Measuring HybridOps Success
All this talk about HybridOps is well and good, but how can organizations measure success in a HybridOps world? It’s actually very similar to other areas of a mature business: Leaders need to establish behavioral norms and measure outcomes (instead of outputs) relative to business needs.
For example, it’s unnecessary to benchmark the mainframe team against the web team with metrics such as the number of deploys per day, tickets resolved per month or even system throughput. After all, a mainframe batch process that runs twice a week isn’t necessarily less operationally mature than a serverless function that can return an instant response.
In short, when it comes to measuring performance, it all depends on the operational context and needs of the business—and it’s best to establish some common metrics that prevent overwork and burnout and use them across all teams.
Culture, Culture, Culture
Finally, one last word on culture. HybridOps can only succeed when senior leadership creates a high-trust culture. Blamelessness and fostering a learning culture are key here. Open communication and empathy for colleagues are important cultural values underpinning HybridOps that leaders need to establish and reinforce continuously. If leaders use ownership and control of data as a way to name and shame others when something goes wrong, a HybridOps approach won’t work.
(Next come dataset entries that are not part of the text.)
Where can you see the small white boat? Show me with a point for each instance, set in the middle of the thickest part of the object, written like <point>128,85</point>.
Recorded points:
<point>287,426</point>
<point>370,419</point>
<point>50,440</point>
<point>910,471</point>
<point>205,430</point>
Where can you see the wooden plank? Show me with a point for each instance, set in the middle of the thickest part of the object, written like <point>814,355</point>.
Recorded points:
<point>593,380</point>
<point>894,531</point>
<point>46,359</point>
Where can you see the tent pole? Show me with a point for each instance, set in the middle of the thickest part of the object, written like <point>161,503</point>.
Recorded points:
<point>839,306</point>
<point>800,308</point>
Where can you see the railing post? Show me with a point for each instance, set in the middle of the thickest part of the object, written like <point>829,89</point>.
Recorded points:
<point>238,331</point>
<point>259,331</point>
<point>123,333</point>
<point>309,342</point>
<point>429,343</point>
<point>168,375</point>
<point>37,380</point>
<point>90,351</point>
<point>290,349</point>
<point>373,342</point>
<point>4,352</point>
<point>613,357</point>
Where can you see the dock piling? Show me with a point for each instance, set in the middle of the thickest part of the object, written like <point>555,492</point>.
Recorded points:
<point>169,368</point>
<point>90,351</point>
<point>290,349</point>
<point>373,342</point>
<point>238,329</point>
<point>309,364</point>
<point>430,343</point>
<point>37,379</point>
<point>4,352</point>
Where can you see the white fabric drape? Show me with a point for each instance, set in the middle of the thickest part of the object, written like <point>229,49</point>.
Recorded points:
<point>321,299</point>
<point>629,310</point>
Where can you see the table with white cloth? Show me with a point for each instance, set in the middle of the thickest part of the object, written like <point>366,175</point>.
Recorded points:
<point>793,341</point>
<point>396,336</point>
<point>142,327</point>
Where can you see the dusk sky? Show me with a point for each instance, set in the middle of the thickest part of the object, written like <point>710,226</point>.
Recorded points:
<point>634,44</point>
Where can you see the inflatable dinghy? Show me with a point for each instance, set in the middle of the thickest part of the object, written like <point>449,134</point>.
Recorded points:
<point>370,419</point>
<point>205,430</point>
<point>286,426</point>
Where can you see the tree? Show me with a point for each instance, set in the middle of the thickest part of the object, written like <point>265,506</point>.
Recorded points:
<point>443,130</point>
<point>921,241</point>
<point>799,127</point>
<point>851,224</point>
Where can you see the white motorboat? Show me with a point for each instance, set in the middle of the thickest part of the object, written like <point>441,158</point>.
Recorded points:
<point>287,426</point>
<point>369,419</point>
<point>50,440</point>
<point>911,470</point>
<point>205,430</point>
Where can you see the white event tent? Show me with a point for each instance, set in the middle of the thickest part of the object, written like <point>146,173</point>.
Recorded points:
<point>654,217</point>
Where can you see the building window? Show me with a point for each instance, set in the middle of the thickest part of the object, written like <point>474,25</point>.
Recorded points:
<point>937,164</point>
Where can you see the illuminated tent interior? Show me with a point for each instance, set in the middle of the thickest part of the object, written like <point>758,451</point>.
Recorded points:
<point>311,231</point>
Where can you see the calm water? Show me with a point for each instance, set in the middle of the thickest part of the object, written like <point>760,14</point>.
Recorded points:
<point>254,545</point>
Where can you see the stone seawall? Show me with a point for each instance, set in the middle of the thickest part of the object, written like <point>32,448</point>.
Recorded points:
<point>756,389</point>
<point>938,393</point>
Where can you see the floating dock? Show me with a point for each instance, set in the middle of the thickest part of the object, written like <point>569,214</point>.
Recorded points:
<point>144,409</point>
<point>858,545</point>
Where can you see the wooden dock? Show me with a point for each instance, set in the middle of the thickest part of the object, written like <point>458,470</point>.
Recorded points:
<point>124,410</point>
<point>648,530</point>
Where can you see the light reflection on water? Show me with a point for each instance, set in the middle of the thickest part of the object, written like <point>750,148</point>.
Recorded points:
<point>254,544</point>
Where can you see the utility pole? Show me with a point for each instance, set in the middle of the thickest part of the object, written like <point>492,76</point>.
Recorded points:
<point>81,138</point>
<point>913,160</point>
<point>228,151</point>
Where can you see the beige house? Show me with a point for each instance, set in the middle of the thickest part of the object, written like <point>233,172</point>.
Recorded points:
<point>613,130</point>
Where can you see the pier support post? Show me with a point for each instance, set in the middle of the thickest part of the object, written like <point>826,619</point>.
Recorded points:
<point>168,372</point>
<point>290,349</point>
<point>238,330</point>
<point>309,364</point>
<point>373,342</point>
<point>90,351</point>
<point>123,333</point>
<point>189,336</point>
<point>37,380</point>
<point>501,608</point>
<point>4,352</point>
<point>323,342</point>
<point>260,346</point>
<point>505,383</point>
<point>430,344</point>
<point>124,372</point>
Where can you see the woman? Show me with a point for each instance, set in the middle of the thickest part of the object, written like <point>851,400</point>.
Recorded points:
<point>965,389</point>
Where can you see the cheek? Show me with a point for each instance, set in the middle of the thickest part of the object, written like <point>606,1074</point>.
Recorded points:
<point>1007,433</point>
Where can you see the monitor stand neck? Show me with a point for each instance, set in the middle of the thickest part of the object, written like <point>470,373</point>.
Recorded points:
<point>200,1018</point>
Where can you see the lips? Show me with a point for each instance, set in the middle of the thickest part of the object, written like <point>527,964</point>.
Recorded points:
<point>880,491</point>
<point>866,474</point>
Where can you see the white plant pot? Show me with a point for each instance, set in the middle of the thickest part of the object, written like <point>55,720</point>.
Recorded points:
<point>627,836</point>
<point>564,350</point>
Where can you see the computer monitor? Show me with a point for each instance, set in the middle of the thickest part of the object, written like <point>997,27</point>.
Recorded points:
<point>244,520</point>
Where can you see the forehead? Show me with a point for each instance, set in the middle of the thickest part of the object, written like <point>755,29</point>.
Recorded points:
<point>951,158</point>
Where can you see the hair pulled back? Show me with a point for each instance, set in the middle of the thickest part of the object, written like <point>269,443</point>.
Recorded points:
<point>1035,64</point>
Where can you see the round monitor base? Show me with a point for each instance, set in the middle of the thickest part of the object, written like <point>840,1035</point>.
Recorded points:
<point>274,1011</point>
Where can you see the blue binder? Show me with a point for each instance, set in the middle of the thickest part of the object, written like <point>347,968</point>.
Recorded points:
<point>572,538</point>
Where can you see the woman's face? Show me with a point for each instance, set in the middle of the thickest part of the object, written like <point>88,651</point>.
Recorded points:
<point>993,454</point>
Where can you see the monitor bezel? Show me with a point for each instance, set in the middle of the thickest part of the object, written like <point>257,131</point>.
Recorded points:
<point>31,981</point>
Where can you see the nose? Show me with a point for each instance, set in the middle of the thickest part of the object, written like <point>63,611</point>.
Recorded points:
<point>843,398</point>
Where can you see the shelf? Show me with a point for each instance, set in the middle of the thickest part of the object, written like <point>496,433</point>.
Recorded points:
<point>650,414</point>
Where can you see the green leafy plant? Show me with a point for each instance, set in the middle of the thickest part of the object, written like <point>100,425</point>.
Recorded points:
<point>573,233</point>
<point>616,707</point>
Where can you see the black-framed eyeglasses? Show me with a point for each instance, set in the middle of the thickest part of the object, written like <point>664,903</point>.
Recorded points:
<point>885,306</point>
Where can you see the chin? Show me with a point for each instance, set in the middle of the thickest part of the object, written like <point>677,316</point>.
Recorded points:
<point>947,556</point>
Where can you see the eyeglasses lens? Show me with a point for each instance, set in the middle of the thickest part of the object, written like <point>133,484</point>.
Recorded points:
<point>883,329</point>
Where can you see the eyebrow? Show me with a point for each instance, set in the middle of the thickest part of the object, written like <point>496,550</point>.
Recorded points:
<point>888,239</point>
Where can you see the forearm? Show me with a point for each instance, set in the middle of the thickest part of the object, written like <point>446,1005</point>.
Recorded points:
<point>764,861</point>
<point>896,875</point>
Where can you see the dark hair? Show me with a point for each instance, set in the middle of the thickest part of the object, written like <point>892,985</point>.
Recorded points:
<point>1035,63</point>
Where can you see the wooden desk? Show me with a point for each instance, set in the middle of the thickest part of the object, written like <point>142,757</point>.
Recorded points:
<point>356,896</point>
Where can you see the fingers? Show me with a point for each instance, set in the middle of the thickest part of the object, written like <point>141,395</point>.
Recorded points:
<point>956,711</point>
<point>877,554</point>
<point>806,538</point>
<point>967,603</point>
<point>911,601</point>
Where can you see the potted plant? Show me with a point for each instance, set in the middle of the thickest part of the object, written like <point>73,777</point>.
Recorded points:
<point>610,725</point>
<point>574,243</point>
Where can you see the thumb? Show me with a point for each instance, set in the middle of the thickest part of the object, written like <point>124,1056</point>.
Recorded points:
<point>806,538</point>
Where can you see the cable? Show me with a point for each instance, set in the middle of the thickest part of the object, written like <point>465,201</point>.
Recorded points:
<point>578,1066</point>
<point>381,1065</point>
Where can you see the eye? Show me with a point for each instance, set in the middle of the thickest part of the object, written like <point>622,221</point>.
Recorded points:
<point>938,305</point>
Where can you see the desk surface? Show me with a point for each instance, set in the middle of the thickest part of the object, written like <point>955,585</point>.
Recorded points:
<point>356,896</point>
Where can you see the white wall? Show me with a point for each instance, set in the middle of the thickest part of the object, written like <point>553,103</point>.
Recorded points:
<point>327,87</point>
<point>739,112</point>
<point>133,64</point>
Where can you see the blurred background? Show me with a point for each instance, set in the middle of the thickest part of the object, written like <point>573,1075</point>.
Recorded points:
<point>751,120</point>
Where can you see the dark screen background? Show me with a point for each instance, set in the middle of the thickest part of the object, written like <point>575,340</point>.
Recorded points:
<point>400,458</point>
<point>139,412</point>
Ultimately, HybridOps is fundamentally a kinder, gentler route to digital transformation—one that’s focused on meeting people where they are and how they’re used to work. It encourages data-driven process improvements free of blame, avoids shaming people who aren’t “DevOps enough,” and creates high levels of empathy between technical professionals within an organization. It puts the focus on outcomes instead of outputs and favors collaboration and productivity over arguments about tools.